The molecules disrupt carbon-dioxide sensors that alert mosquitoes to exhaled breath, which signals the presence of a human nearby, the team reported.
The work could lead to revolutionary but low-cost chemicals to confuse, deter or trap mosquitoes, it said.
They could be invaluable in poor tropical countries, providing an alternative to DEET, a skin repellent that is expensive, needs repeat applications and is showing worrying signs of resistance.
"These chemicals offer powerful advantages as potential tools for reducing mosquito-human contact and can lead to the development of new generations of insect repellents and lures," said Anandasankar Ray, an assistant professor of entomology at the University of California at Riverside, who led the study.
Traps for mosquitoes already exist, in the form of dry ice, gas cylinders of carbon dioxide or propane combustion.
But these gadgets are too bulky and far too expensive to be used for mosquito control, especially in poor settings.
Future mosquito traps, Ray predicted, could be "highly portable, convenient and easily replenishable."
Malaria claimed 781,000 lives in 2009, according to the UN's World Health Organisation (WHO), which is heading efforts to distribute insecticide-treated mosquito nets and to spray reproduction sites.
About 90 percent of malaria deaths each year occur in Africa and 92 percent of those are children aged under five.
Other mosquito-borne diseases are dengue, which sickens around 50 million people each year, yellow fever, filariasis and West Nile virus.
Building on research on fruitflies, a common laboratory tool, Ray's team looked at three of mosquito species whose females are disease vectors: Anopheles gambiae, Aedes aegypti and Culex quinquefasciatus.

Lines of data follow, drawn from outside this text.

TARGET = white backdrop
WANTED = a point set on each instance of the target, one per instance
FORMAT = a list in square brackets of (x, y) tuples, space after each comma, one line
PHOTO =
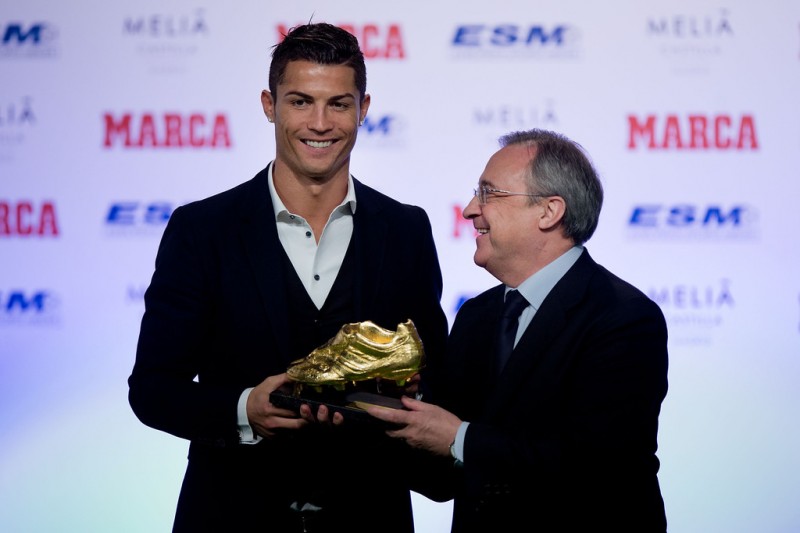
[(688, 109)]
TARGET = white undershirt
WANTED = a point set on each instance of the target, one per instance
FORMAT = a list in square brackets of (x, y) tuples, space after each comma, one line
[(317, 265)]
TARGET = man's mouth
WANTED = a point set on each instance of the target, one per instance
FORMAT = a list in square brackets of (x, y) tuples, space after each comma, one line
[(318, 144)]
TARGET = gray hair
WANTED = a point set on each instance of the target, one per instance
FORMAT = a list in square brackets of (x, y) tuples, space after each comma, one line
[(560, 167)]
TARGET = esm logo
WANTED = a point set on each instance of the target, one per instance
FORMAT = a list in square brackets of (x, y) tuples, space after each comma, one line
[(32, 40), (33, 307), (32, 35)]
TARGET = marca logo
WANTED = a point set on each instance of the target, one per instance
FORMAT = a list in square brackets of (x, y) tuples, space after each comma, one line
[(28, 219), (692, 132), (16, 117), (376, 41), (34, 307), (169, 130), (560, 40), (160, 25), (139, 213), (28, 40), (461, 225)]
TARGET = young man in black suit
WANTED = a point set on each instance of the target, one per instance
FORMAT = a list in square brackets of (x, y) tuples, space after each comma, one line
[(255, 277), (561, 435)]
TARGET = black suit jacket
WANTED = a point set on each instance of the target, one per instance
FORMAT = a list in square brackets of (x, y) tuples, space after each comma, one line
[(216, 310), (565, 440)]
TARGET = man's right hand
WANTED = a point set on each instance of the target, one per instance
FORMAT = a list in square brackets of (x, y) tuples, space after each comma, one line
[(265, 418)]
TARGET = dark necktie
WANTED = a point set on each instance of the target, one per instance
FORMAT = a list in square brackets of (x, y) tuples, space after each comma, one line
[(512, 308)]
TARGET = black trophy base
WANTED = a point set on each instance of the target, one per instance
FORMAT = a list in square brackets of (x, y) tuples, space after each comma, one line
[(350, 402)]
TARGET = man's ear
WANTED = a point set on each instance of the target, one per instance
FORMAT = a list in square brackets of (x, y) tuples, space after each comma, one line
[(554, 209), (364, 108), (268, 105)]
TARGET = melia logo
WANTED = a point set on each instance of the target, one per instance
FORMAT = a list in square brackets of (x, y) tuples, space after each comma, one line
[(693, 132), (164, 40), (557, 41), (167, 130)]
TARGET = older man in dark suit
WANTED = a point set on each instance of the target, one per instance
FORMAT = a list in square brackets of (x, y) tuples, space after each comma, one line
[(548, 400), (258, 276)]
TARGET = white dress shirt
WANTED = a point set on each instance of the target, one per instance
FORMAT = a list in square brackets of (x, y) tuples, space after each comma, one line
[(316, 264)]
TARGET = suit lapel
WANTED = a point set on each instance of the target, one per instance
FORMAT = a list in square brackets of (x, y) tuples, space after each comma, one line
[(533, 353), (263, 250)]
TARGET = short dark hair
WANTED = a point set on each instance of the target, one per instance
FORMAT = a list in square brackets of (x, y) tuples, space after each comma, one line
[(560, 167), (321, 43)]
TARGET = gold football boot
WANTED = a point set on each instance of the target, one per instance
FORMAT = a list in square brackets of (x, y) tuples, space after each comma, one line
[(362, 351)]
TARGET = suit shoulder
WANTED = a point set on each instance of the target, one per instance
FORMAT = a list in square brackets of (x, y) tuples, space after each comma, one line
[(374, 199), (228, 201)]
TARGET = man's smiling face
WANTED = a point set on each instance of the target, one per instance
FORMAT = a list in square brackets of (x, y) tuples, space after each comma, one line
[(317, 110)]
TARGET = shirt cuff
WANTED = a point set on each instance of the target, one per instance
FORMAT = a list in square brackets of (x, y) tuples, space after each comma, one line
[(458, 445), (246, 433)]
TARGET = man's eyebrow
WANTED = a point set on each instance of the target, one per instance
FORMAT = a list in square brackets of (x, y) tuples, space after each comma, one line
[(309, 97)]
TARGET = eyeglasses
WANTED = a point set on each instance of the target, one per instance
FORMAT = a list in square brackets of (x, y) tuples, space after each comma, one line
[(483, 194)]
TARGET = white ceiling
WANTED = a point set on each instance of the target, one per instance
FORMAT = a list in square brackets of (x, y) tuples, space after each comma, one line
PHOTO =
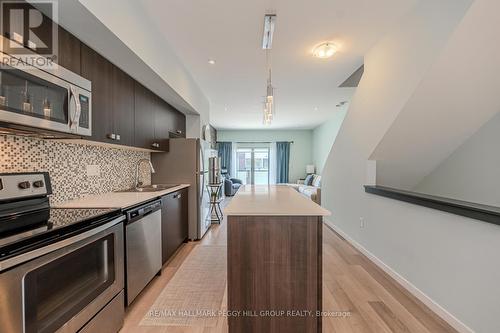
[(230, 31)]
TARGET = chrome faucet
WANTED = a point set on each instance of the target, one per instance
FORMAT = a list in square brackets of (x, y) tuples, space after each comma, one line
[(137, 183)]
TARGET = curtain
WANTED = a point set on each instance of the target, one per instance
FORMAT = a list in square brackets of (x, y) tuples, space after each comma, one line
[(283, 161), (225, 151), (272, 163)]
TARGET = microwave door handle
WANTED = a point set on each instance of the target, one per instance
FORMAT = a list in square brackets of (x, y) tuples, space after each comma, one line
[(75, 118)]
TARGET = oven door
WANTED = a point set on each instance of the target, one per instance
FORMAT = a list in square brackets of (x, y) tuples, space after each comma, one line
[(64, 289), (32, 97)]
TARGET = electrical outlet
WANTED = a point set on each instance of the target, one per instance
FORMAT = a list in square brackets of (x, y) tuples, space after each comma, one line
[(93, 170)]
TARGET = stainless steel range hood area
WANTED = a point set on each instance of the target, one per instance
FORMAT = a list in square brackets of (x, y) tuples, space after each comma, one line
[(40, 98)]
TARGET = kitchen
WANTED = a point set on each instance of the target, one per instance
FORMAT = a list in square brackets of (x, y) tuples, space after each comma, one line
[(89, 210)]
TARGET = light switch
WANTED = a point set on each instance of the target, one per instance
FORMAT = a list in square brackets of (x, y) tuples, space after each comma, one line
[(93, 170)]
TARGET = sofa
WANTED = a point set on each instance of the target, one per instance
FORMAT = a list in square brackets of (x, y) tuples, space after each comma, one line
[(231, 186), (311, 190)]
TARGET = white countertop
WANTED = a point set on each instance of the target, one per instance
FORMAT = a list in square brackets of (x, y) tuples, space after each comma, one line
[(272, 200), (117, 199)]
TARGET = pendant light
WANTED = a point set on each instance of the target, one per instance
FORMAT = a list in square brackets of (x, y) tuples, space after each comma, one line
[(267, 42)]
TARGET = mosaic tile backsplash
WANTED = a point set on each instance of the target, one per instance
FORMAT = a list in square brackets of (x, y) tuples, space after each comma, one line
[(67, 165)]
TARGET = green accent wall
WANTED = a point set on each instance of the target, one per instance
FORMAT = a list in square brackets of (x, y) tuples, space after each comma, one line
[(300, 150)]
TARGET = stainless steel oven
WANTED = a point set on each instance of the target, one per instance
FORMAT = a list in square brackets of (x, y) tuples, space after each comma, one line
[(53, 99), (62, 286)]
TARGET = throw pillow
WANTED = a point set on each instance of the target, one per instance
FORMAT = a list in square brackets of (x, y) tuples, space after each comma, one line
[(317, 181)]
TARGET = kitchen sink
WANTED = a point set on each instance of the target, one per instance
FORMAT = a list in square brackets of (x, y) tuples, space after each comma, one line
[(150, 188)]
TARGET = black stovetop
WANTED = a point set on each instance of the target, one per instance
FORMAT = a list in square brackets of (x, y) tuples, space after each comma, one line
[(55, 224)]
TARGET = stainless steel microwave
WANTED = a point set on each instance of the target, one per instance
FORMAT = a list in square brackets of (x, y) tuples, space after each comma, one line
[(54, 99)]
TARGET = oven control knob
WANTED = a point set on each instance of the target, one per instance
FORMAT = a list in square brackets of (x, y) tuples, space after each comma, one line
[(38, 183), (24, 185)]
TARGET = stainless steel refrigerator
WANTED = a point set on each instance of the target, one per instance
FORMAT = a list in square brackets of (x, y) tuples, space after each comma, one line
[(186, 162)]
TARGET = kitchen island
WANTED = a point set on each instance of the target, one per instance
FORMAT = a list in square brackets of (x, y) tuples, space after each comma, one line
[(274, 244)]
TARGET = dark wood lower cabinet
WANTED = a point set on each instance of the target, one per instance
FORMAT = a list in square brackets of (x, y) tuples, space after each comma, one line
[(274, 274), (174, 222)]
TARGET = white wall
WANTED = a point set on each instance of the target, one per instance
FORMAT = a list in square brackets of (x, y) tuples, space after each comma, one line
[(472, 172), (448, 258), (324, 136), (300, 150), (457, 95)]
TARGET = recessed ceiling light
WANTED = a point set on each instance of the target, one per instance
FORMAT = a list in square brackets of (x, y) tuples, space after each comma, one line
[(325, 50)]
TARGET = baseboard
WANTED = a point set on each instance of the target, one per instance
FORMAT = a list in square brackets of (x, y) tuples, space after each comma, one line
[(412, 289)]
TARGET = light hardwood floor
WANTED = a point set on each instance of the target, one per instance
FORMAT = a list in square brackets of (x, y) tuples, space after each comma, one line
[(372, 300)]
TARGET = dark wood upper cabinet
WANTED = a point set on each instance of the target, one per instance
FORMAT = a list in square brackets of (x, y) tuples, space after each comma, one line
[(123, 107), (163, 121), (69, 51), (123, 111), (100, 71), (144, 117)]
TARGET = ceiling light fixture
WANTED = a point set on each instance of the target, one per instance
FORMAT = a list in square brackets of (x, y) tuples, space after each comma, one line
[(325, 50), (267, 44)]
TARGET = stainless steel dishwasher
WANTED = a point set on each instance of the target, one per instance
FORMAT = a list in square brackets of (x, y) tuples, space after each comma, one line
[(143, 247)]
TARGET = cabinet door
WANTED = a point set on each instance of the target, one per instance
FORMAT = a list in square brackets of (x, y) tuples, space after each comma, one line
[(180, 124), (69, 51), (144, 117), (123, 107), (163, 123), (174, 222), (100, 71)]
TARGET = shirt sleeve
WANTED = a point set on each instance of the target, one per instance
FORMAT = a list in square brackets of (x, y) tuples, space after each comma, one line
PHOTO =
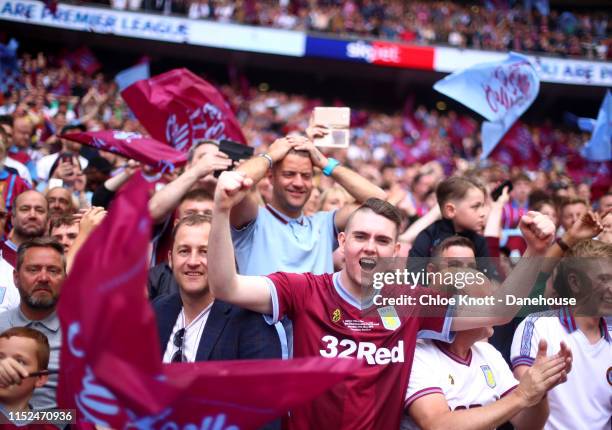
[(525, 343), (422, 380), (244, 235), (288, 292), (330, 221)]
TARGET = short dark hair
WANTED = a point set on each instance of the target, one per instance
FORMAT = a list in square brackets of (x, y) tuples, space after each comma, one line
[(190, 221), (301, 153), (452, 241), (40, 242), (456, 188), (382, 208), (58, 221), (42, 343)]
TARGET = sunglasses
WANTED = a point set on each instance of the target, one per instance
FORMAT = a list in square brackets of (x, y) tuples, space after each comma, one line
[(178, 340)]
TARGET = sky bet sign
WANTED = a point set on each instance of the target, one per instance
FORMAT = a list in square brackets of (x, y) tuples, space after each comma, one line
[(372, 52)]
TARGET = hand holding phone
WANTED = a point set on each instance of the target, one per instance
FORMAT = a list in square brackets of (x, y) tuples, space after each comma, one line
[(337, 121)]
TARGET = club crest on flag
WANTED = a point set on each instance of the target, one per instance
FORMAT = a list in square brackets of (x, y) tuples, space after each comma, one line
[(489, 378), (389, 317)]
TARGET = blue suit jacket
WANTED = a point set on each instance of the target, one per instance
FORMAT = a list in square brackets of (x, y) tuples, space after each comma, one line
[(230, 333)]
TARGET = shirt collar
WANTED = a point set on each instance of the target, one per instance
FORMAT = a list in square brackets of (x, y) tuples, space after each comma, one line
[(284, 218), (196, 319), (51, 323), (569, 323)]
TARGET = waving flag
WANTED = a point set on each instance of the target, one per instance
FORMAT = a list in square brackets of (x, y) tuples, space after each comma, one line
[(180, 108), (500, 91), (132, 145), (112, 371), (10, 77), (599, 148)]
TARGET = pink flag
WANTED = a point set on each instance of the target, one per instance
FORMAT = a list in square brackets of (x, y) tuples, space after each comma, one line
[(111, 368), (132, 145), (517, 148), (180, 108)]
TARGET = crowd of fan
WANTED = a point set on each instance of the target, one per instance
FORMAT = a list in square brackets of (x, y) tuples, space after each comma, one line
[(405, 144), (564, 33), (301, 200)]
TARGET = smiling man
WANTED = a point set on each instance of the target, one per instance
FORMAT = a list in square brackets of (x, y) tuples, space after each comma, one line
[(333, 317), (192, 325), (30, 214), (278, 236)]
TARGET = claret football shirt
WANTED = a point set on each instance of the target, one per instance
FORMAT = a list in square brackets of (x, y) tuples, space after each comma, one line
[(329, 322)]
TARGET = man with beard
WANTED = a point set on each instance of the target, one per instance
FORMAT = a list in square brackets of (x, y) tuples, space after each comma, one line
[(64, 229), (30, 213), (60, 202), (278, 236), (335, 316), (40, 272)]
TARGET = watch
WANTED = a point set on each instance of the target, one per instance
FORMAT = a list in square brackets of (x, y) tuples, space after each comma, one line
[(332, 163), (564, 246)]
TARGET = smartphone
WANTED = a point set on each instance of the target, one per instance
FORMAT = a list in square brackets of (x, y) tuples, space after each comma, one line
[(338, 121), (55, 183), (66, 157), (235, 151), (500, 188)]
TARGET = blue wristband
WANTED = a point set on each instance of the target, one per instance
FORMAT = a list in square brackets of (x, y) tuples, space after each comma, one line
[(332, 163)]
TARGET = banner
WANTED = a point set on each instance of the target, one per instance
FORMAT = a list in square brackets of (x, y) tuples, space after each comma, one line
[(180, 108), (132, 145), (129, 76), (518, 148), (501, 92), (150, 26), (373, 52), (10, 76), (599, 147), (111, 369)]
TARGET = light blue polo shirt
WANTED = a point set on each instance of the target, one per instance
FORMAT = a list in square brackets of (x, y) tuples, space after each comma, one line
[(274, 242)]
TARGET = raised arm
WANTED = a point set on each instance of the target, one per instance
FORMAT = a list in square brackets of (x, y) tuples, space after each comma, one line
[(167, 199), (538, 231), (249, 292), (245, 210), (357, 186)]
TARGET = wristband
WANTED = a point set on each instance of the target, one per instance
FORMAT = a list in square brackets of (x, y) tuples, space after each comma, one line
[(332, 163), (267, 157), (564, 246)]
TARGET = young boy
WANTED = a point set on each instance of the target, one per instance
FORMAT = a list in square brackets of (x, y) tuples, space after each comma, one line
[(462, 204), (23, 351)]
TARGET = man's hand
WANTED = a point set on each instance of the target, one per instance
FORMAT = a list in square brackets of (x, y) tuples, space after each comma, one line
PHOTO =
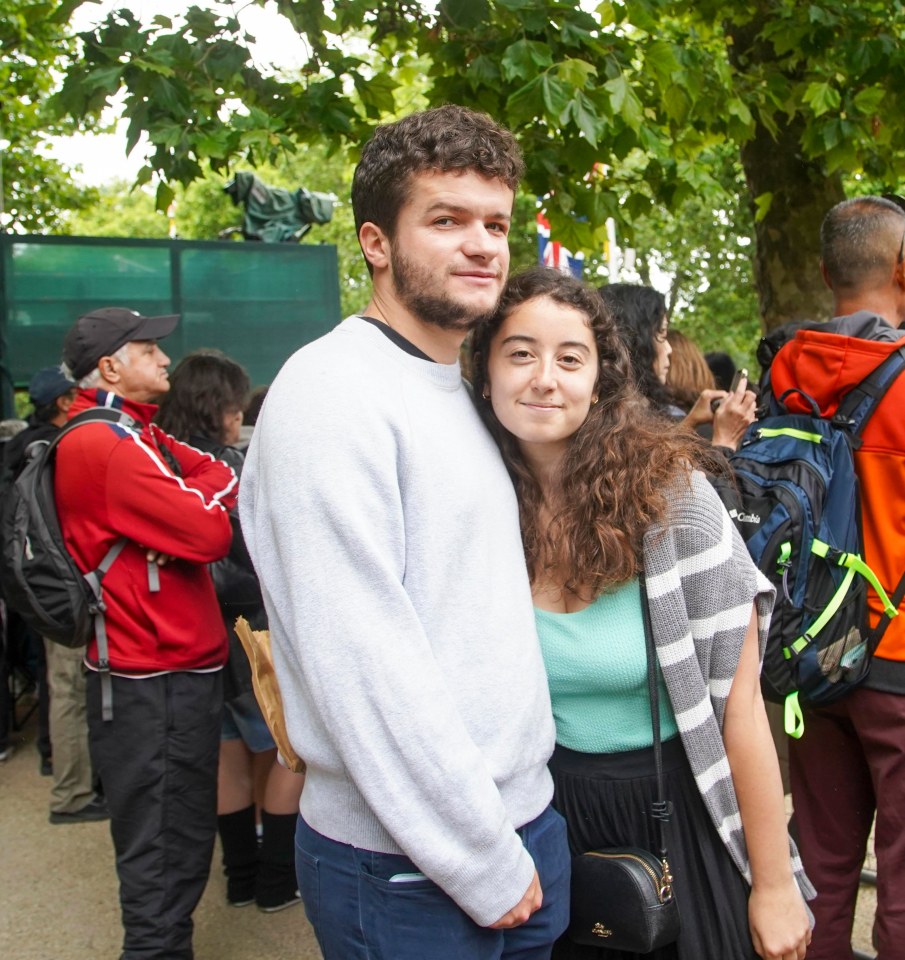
[(529, 903), (733, 416)]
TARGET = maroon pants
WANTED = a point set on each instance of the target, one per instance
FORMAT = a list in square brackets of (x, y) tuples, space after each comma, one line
[(850, 764)]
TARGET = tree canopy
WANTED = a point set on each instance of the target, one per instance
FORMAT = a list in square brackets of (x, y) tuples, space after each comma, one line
[(624, 110), (34, 41)]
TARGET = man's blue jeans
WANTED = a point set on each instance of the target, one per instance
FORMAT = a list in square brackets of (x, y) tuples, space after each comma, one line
[(358, 914)]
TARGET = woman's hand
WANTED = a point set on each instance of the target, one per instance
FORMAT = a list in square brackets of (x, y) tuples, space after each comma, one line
[(779, 924), (733, 416)]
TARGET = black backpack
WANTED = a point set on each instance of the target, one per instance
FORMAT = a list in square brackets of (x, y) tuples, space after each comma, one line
[(40, 579), (796, 503)]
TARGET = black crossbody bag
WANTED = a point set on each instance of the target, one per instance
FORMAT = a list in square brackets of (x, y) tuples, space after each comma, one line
[(622, 897)]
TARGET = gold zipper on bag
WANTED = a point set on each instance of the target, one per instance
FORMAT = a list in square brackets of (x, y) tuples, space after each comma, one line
[(663, 885)]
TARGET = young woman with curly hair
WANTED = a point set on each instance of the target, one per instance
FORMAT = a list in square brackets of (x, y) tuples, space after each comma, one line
[(608, 490)]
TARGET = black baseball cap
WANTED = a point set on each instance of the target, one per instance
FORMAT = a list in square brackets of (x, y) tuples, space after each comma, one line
[(102, 332)]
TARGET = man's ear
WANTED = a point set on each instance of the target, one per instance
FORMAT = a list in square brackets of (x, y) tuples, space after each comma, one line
[(898, 275), (108, 369), (375, 245)]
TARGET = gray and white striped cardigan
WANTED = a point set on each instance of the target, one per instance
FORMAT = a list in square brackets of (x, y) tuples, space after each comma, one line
[(701, 583)]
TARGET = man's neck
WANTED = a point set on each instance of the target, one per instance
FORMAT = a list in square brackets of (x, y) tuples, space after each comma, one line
[(885, 305), (439, 344)]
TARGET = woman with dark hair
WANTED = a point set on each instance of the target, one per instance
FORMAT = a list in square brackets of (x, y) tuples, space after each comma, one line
[(610, 494), (203, 407), (642, 321)]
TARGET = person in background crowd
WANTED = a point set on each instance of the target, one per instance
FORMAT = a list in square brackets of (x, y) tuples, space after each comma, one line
[(155, 709), (384, 529), (642, 321), (608, 497), (72, 797), (688, 375), (203, 408), (848, 769), (723, 368)]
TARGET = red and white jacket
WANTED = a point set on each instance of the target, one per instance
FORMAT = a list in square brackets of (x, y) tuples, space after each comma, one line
[(113, 482)]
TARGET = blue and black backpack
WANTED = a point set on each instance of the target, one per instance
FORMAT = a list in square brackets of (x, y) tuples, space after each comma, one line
[(797, 505)]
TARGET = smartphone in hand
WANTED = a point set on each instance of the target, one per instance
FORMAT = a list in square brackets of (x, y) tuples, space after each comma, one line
[(736, 380)]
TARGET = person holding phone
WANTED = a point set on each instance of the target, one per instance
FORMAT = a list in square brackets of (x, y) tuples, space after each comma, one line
[(642, 321)]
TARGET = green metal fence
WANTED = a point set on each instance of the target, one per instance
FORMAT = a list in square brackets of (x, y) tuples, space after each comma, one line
[(258, 302)]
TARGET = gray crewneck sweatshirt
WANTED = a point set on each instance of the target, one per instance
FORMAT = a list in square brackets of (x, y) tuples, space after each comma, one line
[(384, 528)]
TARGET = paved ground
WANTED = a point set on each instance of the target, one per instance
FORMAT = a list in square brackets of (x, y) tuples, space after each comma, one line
[(58, 893)]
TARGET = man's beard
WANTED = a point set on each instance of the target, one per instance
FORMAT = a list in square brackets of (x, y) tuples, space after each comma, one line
[(412, 285)]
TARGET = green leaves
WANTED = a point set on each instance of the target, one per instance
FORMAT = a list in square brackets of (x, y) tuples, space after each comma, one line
[(524, 58), (822, 98)]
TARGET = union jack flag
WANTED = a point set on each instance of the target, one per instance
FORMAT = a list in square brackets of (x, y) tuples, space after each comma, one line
[(551, 253)]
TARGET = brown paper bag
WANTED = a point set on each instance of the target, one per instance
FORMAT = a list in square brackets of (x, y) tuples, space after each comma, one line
[(267, 691)]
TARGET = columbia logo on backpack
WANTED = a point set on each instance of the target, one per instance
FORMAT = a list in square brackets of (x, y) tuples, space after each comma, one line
[(740, 517), (796, 504)]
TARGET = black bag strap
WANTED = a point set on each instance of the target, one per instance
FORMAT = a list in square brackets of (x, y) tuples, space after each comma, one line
[(895, 599), (661, 809), (859, 404)]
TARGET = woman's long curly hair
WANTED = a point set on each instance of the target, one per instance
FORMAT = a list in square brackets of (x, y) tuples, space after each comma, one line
[(616, 475), (638, 312), (205, 385)]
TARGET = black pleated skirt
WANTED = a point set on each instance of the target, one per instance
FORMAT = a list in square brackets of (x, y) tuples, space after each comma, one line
[(606, 800)]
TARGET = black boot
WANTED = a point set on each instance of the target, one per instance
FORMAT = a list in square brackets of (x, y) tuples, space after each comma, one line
[(277, 886), (240, 855)]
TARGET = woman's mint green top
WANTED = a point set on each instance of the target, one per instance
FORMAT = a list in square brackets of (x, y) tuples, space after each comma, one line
[(597, 671)]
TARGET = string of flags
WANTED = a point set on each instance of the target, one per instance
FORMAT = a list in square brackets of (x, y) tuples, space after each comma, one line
[(551, 253)]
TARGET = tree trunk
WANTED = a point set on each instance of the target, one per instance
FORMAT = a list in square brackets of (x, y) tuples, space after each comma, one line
[(787, 254), (787, 239)]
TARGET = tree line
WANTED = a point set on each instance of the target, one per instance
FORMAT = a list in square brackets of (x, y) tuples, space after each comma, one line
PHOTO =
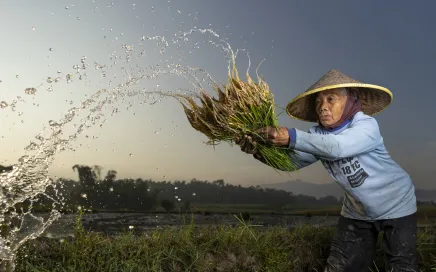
[(106, 192)]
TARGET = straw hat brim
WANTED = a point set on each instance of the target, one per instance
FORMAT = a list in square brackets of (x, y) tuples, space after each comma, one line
[(374, 99)]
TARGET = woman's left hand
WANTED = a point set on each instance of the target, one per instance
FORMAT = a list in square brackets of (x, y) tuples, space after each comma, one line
[(275, 137)]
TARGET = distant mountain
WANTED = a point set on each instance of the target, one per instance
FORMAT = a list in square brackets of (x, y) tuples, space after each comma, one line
[(298, 187)]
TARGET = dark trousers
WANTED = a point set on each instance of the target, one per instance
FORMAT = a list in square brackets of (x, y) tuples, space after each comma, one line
[(354, 244)]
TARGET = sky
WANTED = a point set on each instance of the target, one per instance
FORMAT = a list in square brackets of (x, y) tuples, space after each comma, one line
[(297, 42)]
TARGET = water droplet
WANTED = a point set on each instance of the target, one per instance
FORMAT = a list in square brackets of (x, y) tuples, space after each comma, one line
[(3, 104), (30, 90), (53, 123)]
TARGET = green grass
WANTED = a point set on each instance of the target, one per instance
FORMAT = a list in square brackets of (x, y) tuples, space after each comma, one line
[(213, 248)]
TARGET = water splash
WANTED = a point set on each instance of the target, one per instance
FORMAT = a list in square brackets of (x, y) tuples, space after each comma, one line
[(29, 179)]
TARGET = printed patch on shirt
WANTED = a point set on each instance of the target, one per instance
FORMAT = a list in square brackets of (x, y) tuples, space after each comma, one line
[(357, 178), (350, 168)]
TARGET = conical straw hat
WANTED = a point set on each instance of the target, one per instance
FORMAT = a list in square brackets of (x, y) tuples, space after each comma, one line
[(374, 98)]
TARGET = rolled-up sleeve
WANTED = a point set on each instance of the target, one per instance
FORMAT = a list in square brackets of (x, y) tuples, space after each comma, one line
[(362, 137)]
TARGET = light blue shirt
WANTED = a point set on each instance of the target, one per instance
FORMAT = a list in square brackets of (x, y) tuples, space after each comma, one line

The odour molecules that they identified disrupt receptor cells for carbon dioxide located in tiny, antennae-like appendages close to the mosquito's mouth.
These receptors are activated by a whiff of carbon dioxide, triggering a signal in the brain that prompts the insect to fly upwind, following the puffs of CO2 until they reach its source. Mosquito also use heat sensors and sight to home in on their meal.
The findings have been tested in a small-scale experiment in Kenya, using huts where alluring plumes of CO2 were released to attract mosquitoes and odour molecules were released to bamboozle them.
Mark Stopfer, a specialist at the US National Institutes of Health (NIH), said the results opened up "a promising line of defence."
He added some words of caution, saying that mosquitoes were attracted to other odours in human sweat and skin. In addition, the chemicals that have been tested on insects so far have not yet been tested for safety on humans, he noted.